Major economic sectors driving economic growth in East Africa are agriculture, financial and business services, trade and tourism, manufacturing. Agriculture products include coffee, sisal, tea, cotton, pyrethrum, cashew nuts, tobacco, cloves, corn, wheat, cassava, bananas, fruits, vegetables as well as cattle, sheep, and goats. In the financial services sub-sector forex trading is emerging as a growing segment propelled by increased internet penetration.
Kenya’s real GDP growth, though, is expected lag behind the performance of its East Africa Community partners except Tanzania and Burundi, according to projections by the African Development Bank (AfDB). Key factors holding back Kenya’s growth include rising inflation. AfDB’s annual Africa economic outlook report for 2022 shows that Kenya’s GDP is seen to slow down to 5.7% in 2023 from 5.9% this year, the third lowest within the seven-member bloc.
The outlook shows that Rwanda will retain the fastest GDP growth in 2023 at 7.9%. Both the Democratic Republic of Congo (DRC) and South Sudan are at 6.5%. Tanzania at 5.6%, Uganda at 6.2%, Kenya at 5.7% and Burundi 4.6%.

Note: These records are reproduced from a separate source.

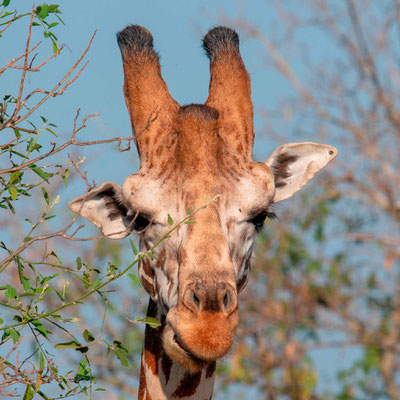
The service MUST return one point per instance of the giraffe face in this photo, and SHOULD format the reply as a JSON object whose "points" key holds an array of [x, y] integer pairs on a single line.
{"points": [[201, 267], [190, 155]]}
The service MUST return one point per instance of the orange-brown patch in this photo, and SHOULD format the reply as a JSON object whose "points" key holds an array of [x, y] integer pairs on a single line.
{"points": [[188, 385]]}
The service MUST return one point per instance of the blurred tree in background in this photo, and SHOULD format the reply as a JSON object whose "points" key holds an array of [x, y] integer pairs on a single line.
{"points": [[61, 332], [326, 274]]}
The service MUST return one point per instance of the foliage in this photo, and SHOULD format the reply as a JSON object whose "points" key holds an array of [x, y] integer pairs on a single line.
{"points": [[324, 293], [47, 294]]}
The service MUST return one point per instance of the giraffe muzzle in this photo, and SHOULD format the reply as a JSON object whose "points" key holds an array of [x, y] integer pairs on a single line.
{"points": [[201, 328]]}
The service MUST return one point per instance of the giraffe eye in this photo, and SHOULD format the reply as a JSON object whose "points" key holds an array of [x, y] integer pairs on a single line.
{"points": [[258, 220], [141, 222]]}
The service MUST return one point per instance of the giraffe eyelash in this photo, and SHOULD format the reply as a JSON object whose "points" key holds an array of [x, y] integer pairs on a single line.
{"points": [[258, 219]]}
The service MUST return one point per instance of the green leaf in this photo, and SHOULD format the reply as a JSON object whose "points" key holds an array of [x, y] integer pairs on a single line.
{"points": [[11, 292], [67, 345], [13, 191], [153, 322], [82, 349], [96, 283], [29, 393], [43, 11], [16, 176], [15, 335], [41, 361], [134, 249], [88, 336], [44, 175], [135, 280], [65, 177], [121, 352], [40, 328]]}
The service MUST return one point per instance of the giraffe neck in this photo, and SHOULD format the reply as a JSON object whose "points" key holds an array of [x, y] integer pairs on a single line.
{"points": [[164, 379]]}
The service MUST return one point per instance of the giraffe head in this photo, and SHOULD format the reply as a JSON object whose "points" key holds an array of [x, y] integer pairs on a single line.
{"points": [[189, 155]]}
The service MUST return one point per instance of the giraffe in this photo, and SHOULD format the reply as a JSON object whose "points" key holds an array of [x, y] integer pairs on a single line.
{"points": [[189, 154]]}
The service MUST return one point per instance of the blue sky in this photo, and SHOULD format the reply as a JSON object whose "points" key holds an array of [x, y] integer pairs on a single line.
{"points": [[177, 27]]}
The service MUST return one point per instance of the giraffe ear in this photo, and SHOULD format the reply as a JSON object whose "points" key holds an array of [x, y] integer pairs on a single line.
{"points": [[104, 209], [294, 164]]}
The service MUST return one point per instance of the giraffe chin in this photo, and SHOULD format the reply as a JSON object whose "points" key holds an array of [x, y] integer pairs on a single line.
{"points": [[175, 350], [194, 342]]}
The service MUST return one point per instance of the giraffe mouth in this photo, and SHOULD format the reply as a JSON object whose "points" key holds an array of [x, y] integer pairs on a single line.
{"points": [[196, 359], [177, 351]]}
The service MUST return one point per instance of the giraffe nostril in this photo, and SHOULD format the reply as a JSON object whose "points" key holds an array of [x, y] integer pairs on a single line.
{"points": [[195, 300], [226, 300]]}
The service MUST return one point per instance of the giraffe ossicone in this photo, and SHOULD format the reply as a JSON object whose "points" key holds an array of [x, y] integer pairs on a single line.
{"points": [[189, 154]]}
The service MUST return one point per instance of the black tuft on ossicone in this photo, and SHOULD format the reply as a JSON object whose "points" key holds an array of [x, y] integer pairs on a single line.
{"points": [[135, 38], [220, 39]]}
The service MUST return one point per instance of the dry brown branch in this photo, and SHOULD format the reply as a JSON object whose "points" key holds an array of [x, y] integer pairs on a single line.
{"points": [[13, 374], [54, 150]]}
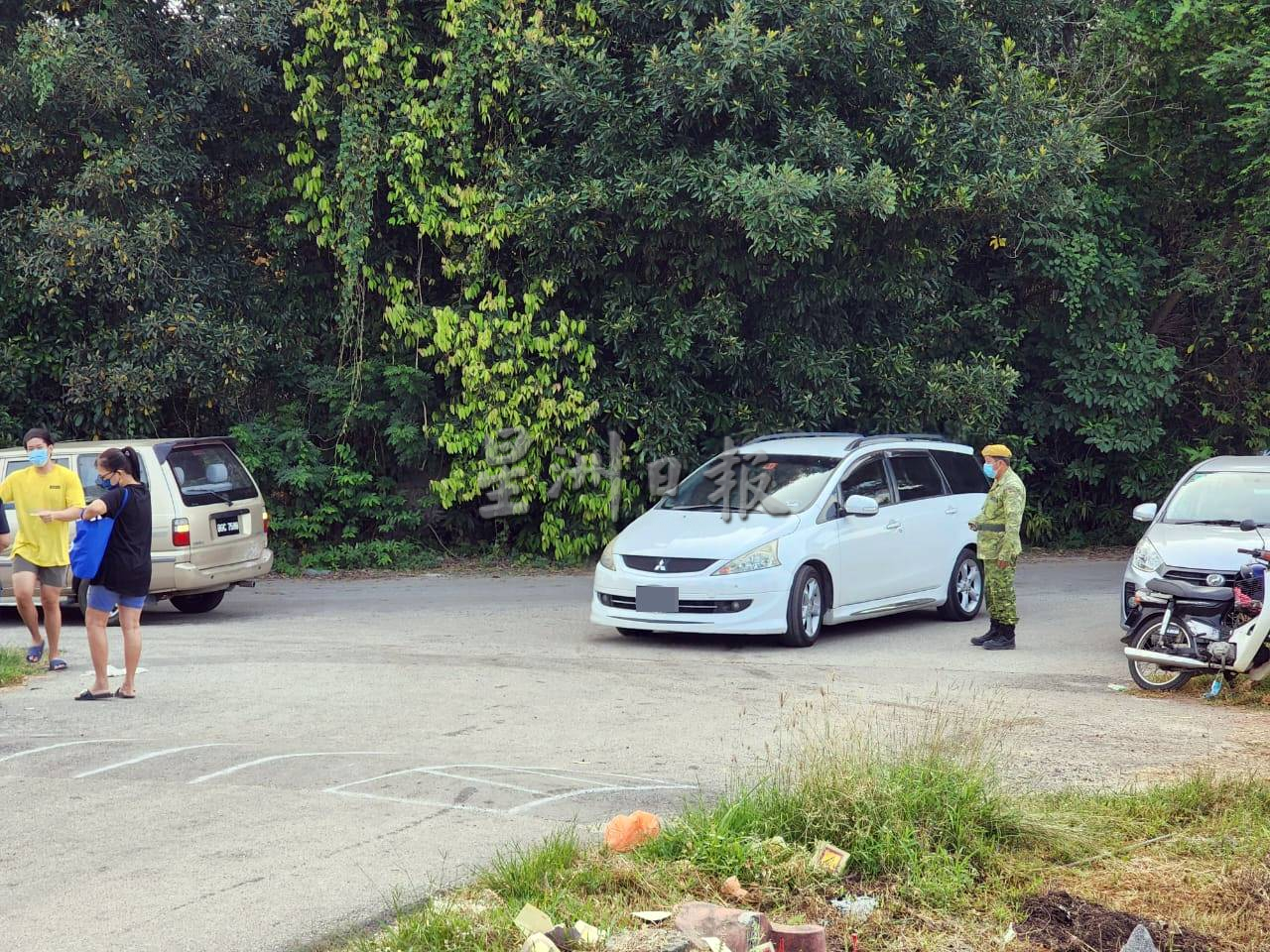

The projected GDP performance for 2023 means that Kenya will be overtaken by Uganda and South Sudan to fifth position. The AfDB’s economic projections for the current 2022 financial year show that Rwanda is expected to post the strongest GDP growth within the EAC this year at 6.2%.
Still, East African countries face hurdles on the road to recovery from the effects of the Covid-19 pandemic. Some of the challenges include public debt, mounting rising inflation, falling revenue collections, weakening currencies, and the Russian invasion of Ukraine. East Africa’s situation is compounded by rising political temperatures in Kenya ahead of the 9th August 2022 General Election.
According to the Uganda Central Bank, for instance, private sector credit growth remains weak and below historical trends despite the full reopening of the economy in January. Uganda’s provisional total public debt stock stood at Ush74.43 trillion ($20 billion) in February 2022, a 16.3% increase from 2021.
Kenya is seeing fragile recovery, largely due to the high cost of living from increased food and fuel prices, high debt, corruption by state officers, election jitters and the weakening shilling, which has fallen to a record low of Ksh116 to the dollar.